The guidance allows multiple MRD technologies, thresholds, and analytical approaches, but in practice, this flexibility creates challenges:

NGS vs. Flow / NGF

  • Differences in analytical sensitivity, precision near cutoff, baseline calibration failures, and sample requirements complicate cross-trial and cross-platform comparisons.

  • FDA appropriately emphasizes assay validation and context of use, but stops short of defining equivalency or interchangeability standards.

LDTs vs. IVDs

  • Many MRD assays used today are laboratory-developed tests (LDTs).

  • When these assays are used as primary endpoints supporting drug approval, questions arise:

    • When does an LDT become an investigational device?

    • When is an IDE required under 21 CFR Part 812?

    • How should sponsors manage transitions from LDTs to commercial IVDs?

MRCT and Global Regulatory Friction

For global development programs, the complexity multiplies:

  • EU IVDR imposes stricter controls on IVD performance, clinical evidence, and intended use;

  • China’s HGRAC framework adds constraints on sample export and genetic data use;

  • Divergent expectations across regions risk fragmented assay strategies, duplicated validation efforts, and operational inefficiencies.

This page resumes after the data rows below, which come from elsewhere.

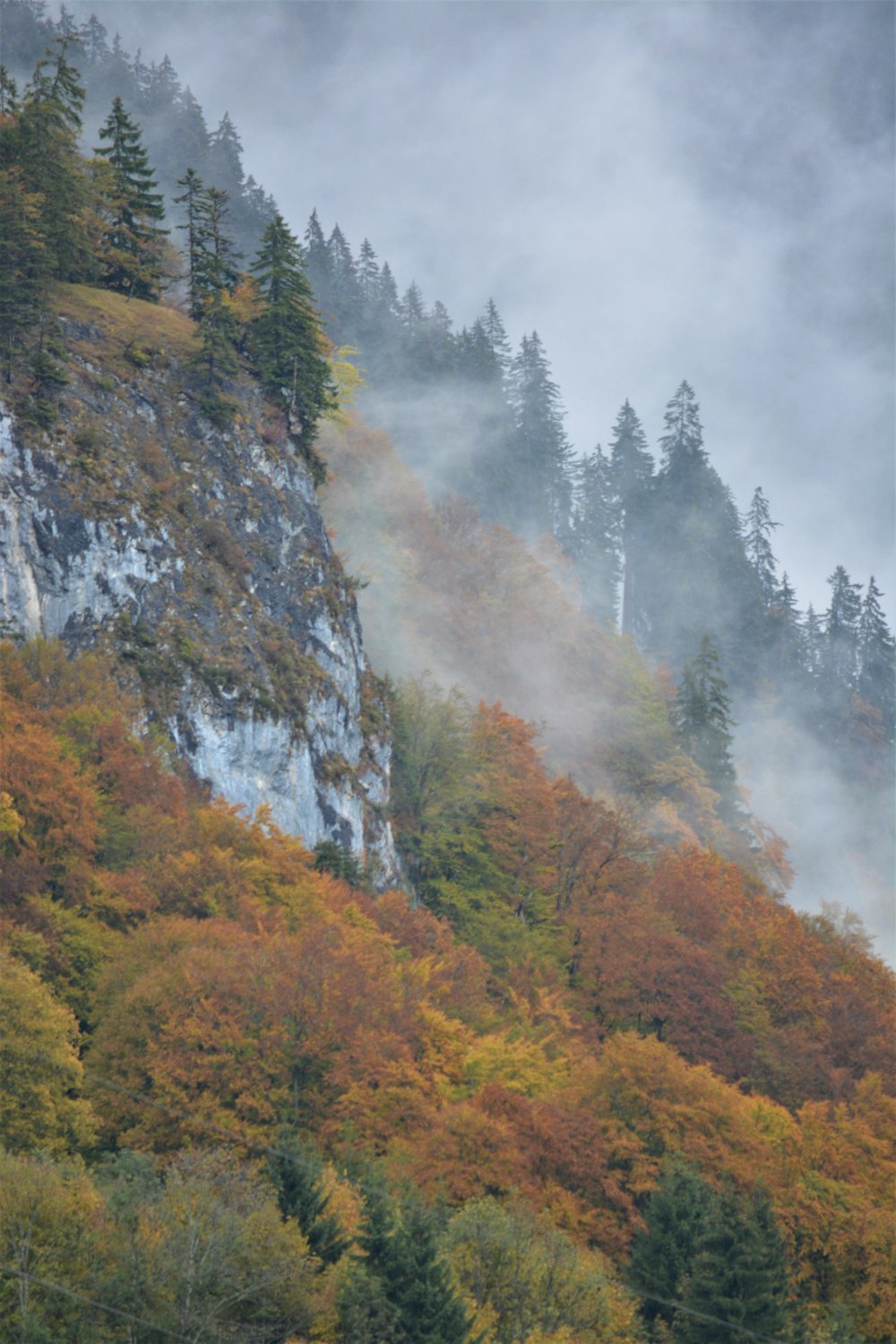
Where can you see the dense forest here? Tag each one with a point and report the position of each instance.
(586, 1075)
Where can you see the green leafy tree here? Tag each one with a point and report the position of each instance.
(134, 210)
(287, 338)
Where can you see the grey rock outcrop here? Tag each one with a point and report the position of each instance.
(198, 558)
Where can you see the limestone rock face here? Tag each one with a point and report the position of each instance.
(198, 558)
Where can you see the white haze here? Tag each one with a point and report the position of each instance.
(662, 191)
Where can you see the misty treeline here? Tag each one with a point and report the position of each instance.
(101, 220)
(599, 1090)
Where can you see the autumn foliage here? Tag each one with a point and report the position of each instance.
(567, 1007)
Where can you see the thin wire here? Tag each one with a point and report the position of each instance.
(94, 1301)
(279, 1152)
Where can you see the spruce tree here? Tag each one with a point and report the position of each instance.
(683, 440)
(51, 164)
(840, 658)
(704, 723)
(662, 1253)
(297, 1174)
(134, 211)
(758, 530)
(23, 266)
(287, 339)
(737, 1274)
(876, 677)
(538, 495)
(594, 540)
(630, 472)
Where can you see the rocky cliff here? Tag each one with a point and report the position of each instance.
(195, 554)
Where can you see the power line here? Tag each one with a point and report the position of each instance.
(93, 1301)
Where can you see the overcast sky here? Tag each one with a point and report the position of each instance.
(662, 191)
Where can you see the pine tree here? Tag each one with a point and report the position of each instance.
(737, 1274)
(786, 650)
(662, 1253)
(704, 723)
(758, 529)
(841, 631)
(876, 659)
(23, 265)
(368, 271)
(630, 472)
(683, 440)
(402, 1255)
(287, 339)
(193, 202)
(134, 209)
(297, 1175)
(538, 492)
(228, 153)
(51, 164)
(594, 540)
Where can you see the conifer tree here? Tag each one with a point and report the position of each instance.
(632, 472)
(297, 1175)
(287, 338)
(368, 271)
(841, 631)
(704, 723)
(193, 201)
(876, 659)
(51, 164)
(758, 529)
(737, 1274)
(786, 633)
(662, 1252)
(538, 492)
(683, 440)
(23, 265)
(134, 209)
(594, 540)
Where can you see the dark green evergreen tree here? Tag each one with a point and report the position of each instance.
(683, 440)
(786, 640)
(132, 260)
(51, 164)
(704, 723)
(193, 202)
(662, 1253)
(737, 1274)
(538, 492)
(594, 540)
(417, 1303)
(758, 530)
(287, 339)
(876, 679)
(691, 572)
(297, 1174)
(632, 473)
(840, 659)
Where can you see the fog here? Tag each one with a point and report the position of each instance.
(662, 191)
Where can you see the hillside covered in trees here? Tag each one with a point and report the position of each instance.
(581, 1073)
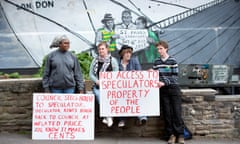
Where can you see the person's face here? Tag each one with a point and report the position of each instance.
(109, 24)
(102, 51)
(127, 55)
(140, 24)
(162, 50)
(64, 45)
(126, 18)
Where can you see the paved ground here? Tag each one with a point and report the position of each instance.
(6, 138)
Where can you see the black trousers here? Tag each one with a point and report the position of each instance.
(171, 108)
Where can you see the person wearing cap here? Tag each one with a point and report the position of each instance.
(62, 72)
(170, 93)
(129, 63)
(107, 34)
(127, 22)
(101, 63)
(149, 54)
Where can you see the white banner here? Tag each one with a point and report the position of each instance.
(129, 93)
(137, 39)
(63, 116)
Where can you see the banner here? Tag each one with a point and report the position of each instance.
(129, 93)
(63, 116)
(137, 39)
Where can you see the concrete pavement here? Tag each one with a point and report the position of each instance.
(10, 138)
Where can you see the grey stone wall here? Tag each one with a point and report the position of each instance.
(204, 112)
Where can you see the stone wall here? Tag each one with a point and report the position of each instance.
(204, 112)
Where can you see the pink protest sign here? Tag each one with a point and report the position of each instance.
(129, 93)
(63, 116)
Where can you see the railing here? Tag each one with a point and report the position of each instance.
(176, 18)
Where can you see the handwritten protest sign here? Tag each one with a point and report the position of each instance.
(63, 116)
(129, 93)
(137, 39)
(220, 73)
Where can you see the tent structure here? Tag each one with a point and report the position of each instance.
(197, 31)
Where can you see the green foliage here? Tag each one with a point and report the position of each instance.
(14, 75)
(11, 75)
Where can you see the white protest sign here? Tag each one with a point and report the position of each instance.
(220, 73)
(129, 93)
(137, 39)
(63, 116)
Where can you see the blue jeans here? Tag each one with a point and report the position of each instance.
(69, 90)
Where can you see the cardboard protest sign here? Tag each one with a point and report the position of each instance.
(129, 93)
(63, 116)
(137, 39)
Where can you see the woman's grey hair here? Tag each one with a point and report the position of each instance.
(56, 41)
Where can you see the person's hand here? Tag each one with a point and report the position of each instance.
(116, 36)
(97, 82)
(160, 84)
(150, 40)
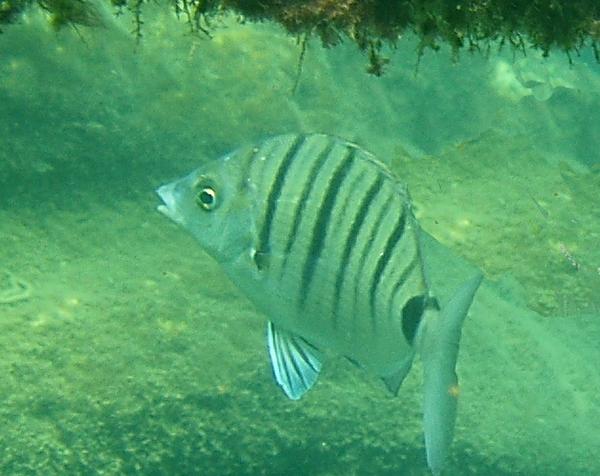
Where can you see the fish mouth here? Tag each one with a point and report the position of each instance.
(168, 207)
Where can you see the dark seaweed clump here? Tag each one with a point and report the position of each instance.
(565, 25)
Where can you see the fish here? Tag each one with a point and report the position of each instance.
(321, 236)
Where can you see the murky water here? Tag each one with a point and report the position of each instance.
(124, 348)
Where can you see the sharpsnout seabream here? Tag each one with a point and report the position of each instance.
(322, 238)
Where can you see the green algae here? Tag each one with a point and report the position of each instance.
(12, 288)
(138, 356)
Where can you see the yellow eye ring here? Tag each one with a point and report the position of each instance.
(206, 198)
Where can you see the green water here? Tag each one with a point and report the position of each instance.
(125, 351)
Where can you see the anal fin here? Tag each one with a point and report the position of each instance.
(295, 362)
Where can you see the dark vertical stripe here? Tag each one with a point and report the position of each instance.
(312, 177)
(350, 240)
(264, 236)
(384, 259)
(320, 227)
(401, 280)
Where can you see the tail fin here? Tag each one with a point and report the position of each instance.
(439, 352)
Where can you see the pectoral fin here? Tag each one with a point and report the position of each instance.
(439, 354)
(296, 363)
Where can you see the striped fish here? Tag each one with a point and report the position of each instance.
(322, 238)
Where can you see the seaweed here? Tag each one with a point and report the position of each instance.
(546, 25)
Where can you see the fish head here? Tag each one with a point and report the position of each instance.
(213, 204)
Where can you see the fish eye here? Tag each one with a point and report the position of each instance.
(206, 198)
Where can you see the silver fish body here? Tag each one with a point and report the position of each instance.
(322, 238)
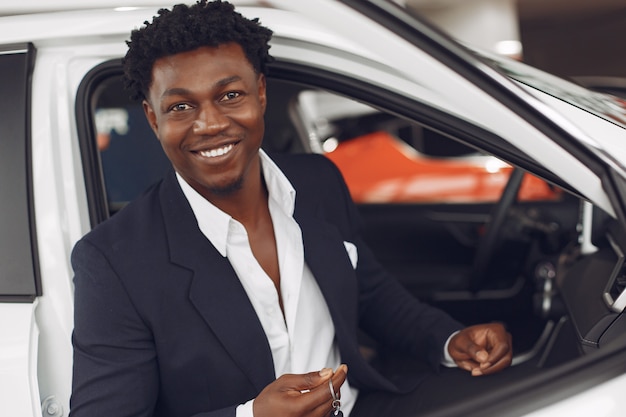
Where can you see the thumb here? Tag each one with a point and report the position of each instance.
(310, 380)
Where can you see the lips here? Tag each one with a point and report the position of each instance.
(215, 152)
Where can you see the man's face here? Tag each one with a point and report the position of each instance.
(206, 108)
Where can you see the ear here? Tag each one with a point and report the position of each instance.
(262, 91)
(151, 116)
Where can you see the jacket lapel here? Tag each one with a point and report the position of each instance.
(216, 292)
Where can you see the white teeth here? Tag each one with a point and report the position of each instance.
(217, 152)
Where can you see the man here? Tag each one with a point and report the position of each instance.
(236, 285)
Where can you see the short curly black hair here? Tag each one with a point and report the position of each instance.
(185, 28)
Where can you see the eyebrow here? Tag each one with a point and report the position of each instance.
(176, 91)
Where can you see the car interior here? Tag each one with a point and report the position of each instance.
(530, 263)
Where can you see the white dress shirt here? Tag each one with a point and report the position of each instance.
(304, 339)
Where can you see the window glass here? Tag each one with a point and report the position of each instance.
(131, 156)
(18, 273)
(386, 159)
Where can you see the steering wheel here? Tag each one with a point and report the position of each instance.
(493, 230)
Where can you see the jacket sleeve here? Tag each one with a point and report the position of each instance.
(115, 361)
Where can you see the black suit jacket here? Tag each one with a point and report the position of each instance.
(163, 326)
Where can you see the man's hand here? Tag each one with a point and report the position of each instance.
(482, 349)
(304, 395)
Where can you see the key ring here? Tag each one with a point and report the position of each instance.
(332, 390)
(336, 404)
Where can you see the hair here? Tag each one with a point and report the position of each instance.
(185, 28)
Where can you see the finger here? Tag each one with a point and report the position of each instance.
(338, 378)
(502, 362)
(296, 384)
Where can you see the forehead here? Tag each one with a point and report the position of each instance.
(204, 63)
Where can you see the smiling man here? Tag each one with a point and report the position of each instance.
(236, 285)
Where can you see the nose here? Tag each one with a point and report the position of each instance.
(210, 121)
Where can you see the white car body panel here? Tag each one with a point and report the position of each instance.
(19, 388)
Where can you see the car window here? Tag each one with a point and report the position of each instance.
(386, 159)
(18, 256)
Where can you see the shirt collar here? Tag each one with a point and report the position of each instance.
(215, 224)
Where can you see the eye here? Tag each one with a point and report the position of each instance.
(180, 107)
(231, 95)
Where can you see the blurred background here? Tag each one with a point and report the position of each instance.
(570, 38)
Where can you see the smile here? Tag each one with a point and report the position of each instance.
(217, 151)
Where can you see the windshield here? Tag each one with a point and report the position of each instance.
(604, 105)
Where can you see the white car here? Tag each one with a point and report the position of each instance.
(74, 150)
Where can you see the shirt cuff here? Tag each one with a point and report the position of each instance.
(446, 360)
(245, 410)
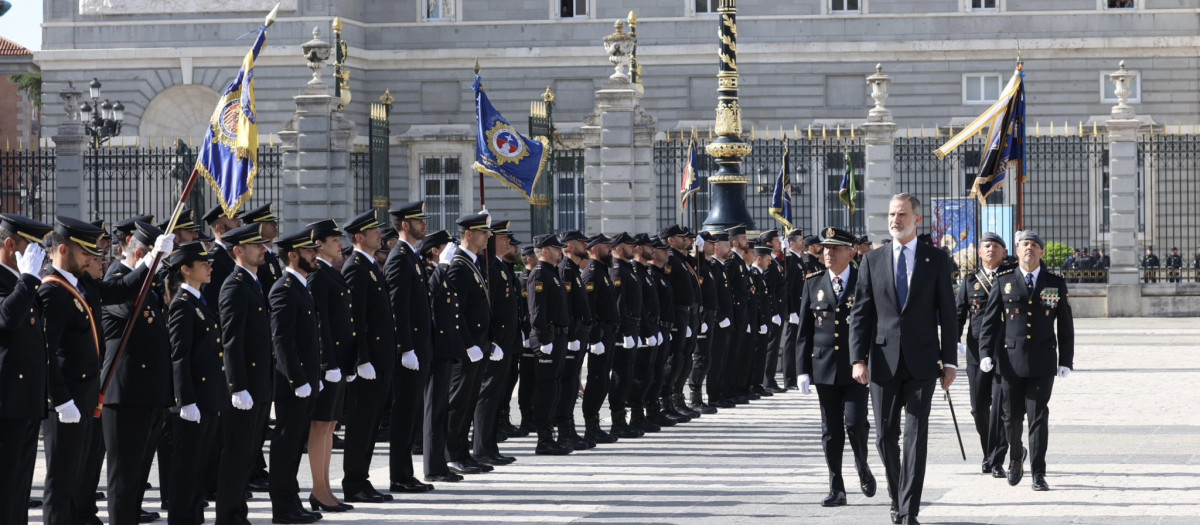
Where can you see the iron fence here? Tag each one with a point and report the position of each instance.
(817, 167)
(27, 183)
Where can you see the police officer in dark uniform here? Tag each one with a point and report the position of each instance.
(1031, 302)
(23, 361)
(135, 408)
(603, 338)
(825, 362)
(198, 381)
(297, 341)
(987, 406)
(550, 321)
(246, 337)
(628, 291)
(579, 335)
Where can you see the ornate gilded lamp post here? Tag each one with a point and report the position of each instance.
(727, 186)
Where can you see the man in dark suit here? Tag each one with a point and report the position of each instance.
(985, 386)
(246, 336)
(23, 360)
(1030, 302)
(295, 337)
(135, 408)
(903, 297)
(825, 362)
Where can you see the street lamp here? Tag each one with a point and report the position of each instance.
(102, 120)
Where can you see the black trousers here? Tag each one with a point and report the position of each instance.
(913, 398)
(407, 414)
(293, 420)
(1029, 396)
(240, 430)
(130, 432)
(988, 412)
(622, 384)
(437, 414)
(492, 394)
(843, 415)
(365, 399)
(193, 448)
(71, 448)
(18, 450)
(599, 373)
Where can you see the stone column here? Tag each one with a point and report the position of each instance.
(317, 182)
(71, 198)
(879, 134)
(1125, 291)
(621, 188)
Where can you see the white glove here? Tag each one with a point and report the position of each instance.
(30, 260)
(241, 400)
(69, 412)
(333, 375)
(985, 364)
(366, 370)
(408, 360)
(304, 391)
(190, 412)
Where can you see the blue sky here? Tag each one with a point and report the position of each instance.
(23, 23)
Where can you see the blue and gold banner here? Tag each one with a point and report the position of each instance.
(228, 156)
(502, 152)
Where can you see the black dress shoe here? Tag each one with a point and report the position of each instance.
(295, 517)
(411, 486)
(835, 499)
(462, 468)
(1017, 468)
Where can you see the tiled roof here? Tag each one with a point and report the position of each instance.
(10, 48)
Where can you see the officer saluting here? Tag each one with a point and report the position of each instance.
(23, 360)
(1031, 302)
(825, 362)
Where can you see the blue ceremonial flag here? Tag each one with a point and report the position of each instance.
(228, 156)
(502, 152)
(781, 198)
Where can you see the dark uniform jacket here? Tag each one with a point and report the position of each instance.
(142, 376)
(246, 336)
(334, 301)
(196, 354)
(601, 301)
(825, 329)
(73, 332)
(628, 291)
(549, 312)
(295, 336)
(1033, 329)
(577, 301)
(408, 283)
(23, 354)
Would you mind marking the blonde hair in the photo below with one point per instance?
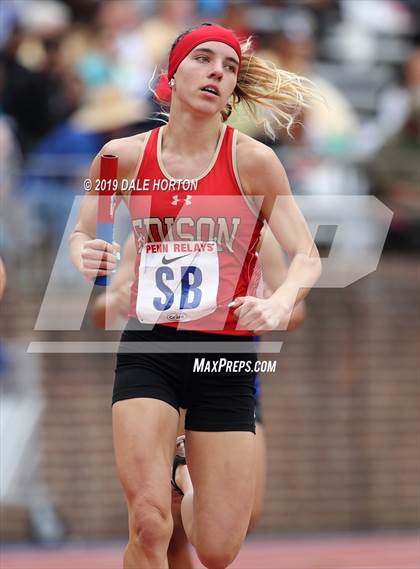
(273, 97)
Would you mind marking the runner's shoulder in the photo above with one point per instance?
(128, 150)
(253, 158)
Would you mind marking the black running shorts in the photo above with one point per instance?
(217, 389)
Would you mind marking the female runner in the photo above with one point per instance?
(195, 259)
(115, 303)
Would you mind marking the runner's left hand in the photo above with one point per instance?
(260, 314)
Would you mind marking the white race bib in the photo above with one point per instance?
(178, 281)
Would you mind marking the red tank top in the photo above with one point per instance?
(195, 241)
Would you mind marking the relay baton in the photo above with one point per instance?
(106, 203)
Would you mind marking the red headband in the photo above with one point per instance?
(187, 44)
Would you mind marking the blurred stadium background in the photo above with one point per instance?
(342, 411)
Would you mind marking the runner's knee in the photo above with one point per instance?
(150, 525)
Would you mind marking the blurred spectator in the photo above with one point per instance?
(394, 173)
(2, 283)
(160, 31)
(54, 173)
(38, 90)
(118, 53)
(235, 19)
(394, 105)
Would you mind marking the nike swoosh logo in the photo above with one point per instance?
(166, 261)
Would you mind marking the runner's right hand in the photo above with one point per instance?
(98, 258)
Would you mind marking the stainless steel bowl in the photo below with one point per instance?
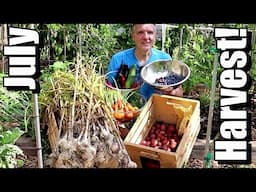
(163, 68)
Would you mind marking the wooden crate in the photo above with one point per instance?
(166, 109)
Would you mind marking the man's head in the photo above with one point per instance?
(144, 36)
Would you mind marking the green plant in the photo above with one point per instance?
(8, 150)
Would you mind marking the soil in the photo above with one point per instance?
(31, 160)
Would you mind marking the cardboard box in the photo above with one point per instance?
(185, 113)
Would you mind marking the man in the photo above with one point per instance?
(144, 37)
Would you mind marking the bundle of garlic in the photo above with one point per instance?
(81, 121)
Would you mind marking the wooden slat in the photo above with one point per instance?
(157, 109)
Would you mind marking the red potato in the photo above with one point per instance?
(162, 136)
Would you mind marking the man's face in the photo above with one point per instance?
(144, 36)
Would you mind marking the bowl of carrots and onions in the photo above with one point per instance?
(129, 107)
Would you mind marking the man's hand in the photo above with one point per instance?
(174, 92)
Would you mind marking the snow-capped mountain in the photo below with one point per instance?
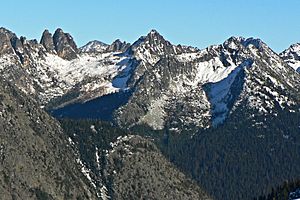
(292, 56)
(94, 47)
(165, 85)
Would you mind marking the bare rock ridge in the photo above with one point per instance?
(47, 41)
(157, 77)
(64, 45)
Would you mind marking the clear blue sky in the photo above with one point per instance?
(197, 23)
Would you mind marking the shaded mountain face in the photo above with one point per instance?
(36, 159)
(292, 56)
(127, 166)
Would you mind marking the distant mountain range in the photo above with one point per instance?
(169, 85)
(152, 87)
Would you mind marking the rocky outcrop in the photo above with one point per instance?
(47, 41)
(118, 46)
(65, 45)
(5, 43)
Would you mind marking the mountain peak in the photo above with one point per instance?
(94, 46)
(64, 45)
(47, 41)
(235, 42)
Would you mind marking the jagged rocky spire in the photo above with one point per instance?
(64, 45)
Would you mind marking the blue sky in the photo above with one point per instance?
(190, 22)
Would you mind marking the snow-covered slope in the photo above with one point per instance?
(94, 47)
(168, 85)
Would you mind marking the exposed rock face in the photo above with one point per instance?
(5, 44)
(47, 41)
(292, 56)
(36, 161)
(118, 46)
(94, 47)
(64, 45)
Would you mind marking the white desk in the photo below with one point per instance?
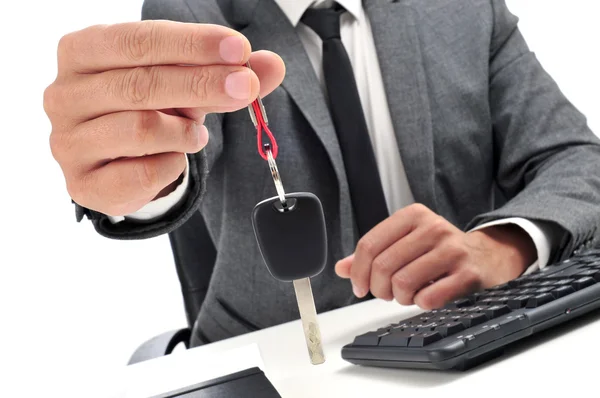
(544, 368)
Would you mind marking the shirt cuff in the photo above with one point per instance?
(540, 235)
(159, 207)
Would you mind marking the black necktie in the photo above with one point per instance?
(348, 118)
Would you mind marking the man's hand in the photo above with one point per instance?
(417, 257)
(130, 100)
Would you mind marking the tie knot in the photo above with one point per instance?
(324, 21)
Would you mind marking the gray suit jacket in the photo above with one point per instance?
(484, 133)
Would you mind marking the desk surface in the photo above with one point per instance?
(544, 365)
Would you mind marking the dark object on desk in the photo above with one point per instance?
(247, 383)
(476, 328)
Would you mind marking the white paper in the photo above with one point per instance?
(178, 370)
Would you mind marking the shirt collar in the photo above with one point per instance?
(294, 9)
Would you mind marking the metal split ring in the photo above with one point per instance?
(276, 176)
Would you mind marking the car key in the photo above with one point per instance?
(291, 235)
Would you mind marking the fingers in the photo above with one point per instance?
(126, 185)
(128, 45)
(399, 255)
(135, 133)
(270, 69)
(211, 88)
(408, 281)
(342, 268)
(379, 239)
(454, 286)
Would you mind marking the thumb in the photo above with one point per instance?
(343, 267)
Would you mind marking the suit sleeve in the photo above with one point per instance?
(198, 164)
(547, 160)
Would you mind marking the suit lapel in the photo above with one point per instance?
(401, 62)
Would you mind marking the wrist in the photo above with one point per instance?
(510, 251)
(169, 188)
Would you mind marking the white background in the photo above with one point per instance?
(73, 305)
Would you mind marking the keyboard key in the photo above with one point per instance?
(370, 338)
(423, 339)
(450, 328)
(511, 324)
(500, 287)
(564, 282)
(518, 302)
(524, 292)
(584, 282)
(473, 320)
(396, 339)
(497, 310)
(539, 300)
(562, 291)
(460, 303)
(592, 273)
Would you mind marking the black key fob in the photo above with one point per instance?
(292, 238)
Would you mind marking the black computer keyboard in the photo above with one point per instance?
(476, 328)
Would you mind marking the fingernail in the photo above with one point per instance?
(238, 85)
(202, 135)
(357, 291)
(232, 49)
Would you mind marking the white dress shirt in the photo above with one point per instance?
(357, 38)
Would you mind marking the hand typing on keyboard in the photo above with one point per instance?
(417, 257)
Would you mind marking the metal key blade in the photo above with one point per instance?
(308, 314)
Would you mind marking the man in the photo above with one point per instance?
(472, 167)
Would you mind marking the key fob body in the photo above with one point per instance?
(292, 239)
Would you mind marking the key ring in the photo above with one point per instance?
(267, 151)
(275, 174)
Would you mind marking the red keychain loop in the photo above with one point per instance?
(261, 125)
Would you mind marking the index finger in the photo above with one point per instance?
(127, 45)
(378, 239)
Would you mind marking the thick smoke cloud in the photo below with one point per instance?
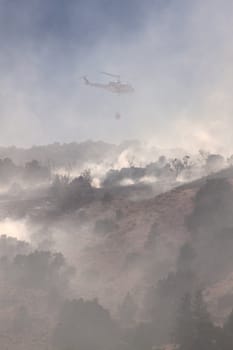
(177, 55)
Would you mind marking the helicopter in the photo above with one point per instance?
(116, 87)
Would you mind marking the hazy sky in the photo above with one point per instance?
(177, 54)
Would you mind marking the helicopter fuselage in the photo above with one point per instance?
(113, 86)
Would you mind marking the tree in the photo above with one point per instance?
(85, 325)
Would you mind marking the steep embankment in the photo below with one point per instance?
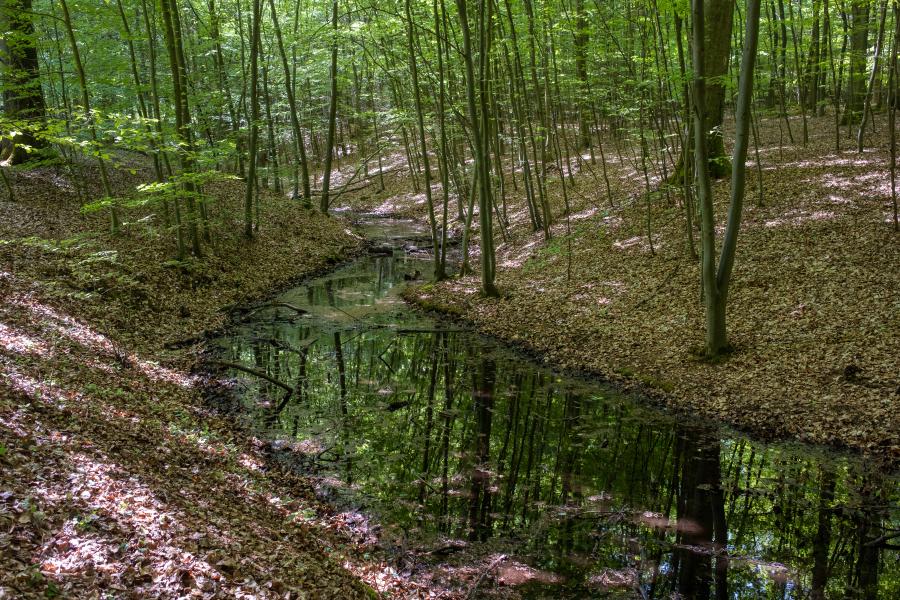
(814, 313)
(114, 479)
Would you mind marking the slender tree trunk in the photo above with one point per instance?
(23, 98)
(332, 112)
(254, 120)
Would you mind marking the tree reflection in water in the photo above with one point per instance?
(447, 435)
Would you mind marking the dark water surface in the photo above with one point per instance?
(441, 434)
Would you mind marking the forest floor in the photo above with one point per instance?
(115, 478)
(814, 312)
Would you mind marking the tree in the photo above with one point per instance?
(479, 116)
(717, 39)
(332, 112)
(23, 97)
(716, 280)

Without proactive alignment, MRD risks becoming a regulatory bottleneck rather than an enabler of global drug development.

4.      This Is a Draft so Stakeholder Input Is Essential

FDA is explicit that this document is draft guidance, issued for comment only, and that the Agency expects ongoing dialogue with sponsors, diagnostic developers, and other stakeholders

This is a critical window for:

  • IVD and CDx companies to advocate for practical, globally harmonizable assay expectations;

  • Drug sponsors to highlight real-world operational challenges in MRCTs;

  • Regulators and standards bodies to move toward greater cross-platform and cross-region convergence.

Thoughtful public comments can meaningfully shape the final guidance, especially in areas such as assay comparability, validation expectations, and coordination between drug and device regulatory pathways.

 

Closing Thought

FDA’s draft guidance sends a clear message: MRD is no longer just a biomarker; it is becoming regulatory infrastructure. For drug developers, it offers a faster path to patients. For IVD innovators, it opens a new frontier of clinical and regulatory relevance. But realizing this promise will require coordination, harmonization, and engagement now; before the guidance is finalized.

Stakeholders across the ecosystem should take FDA up on its invitation to comment. The future of MRD-guided drug development is being written in real time.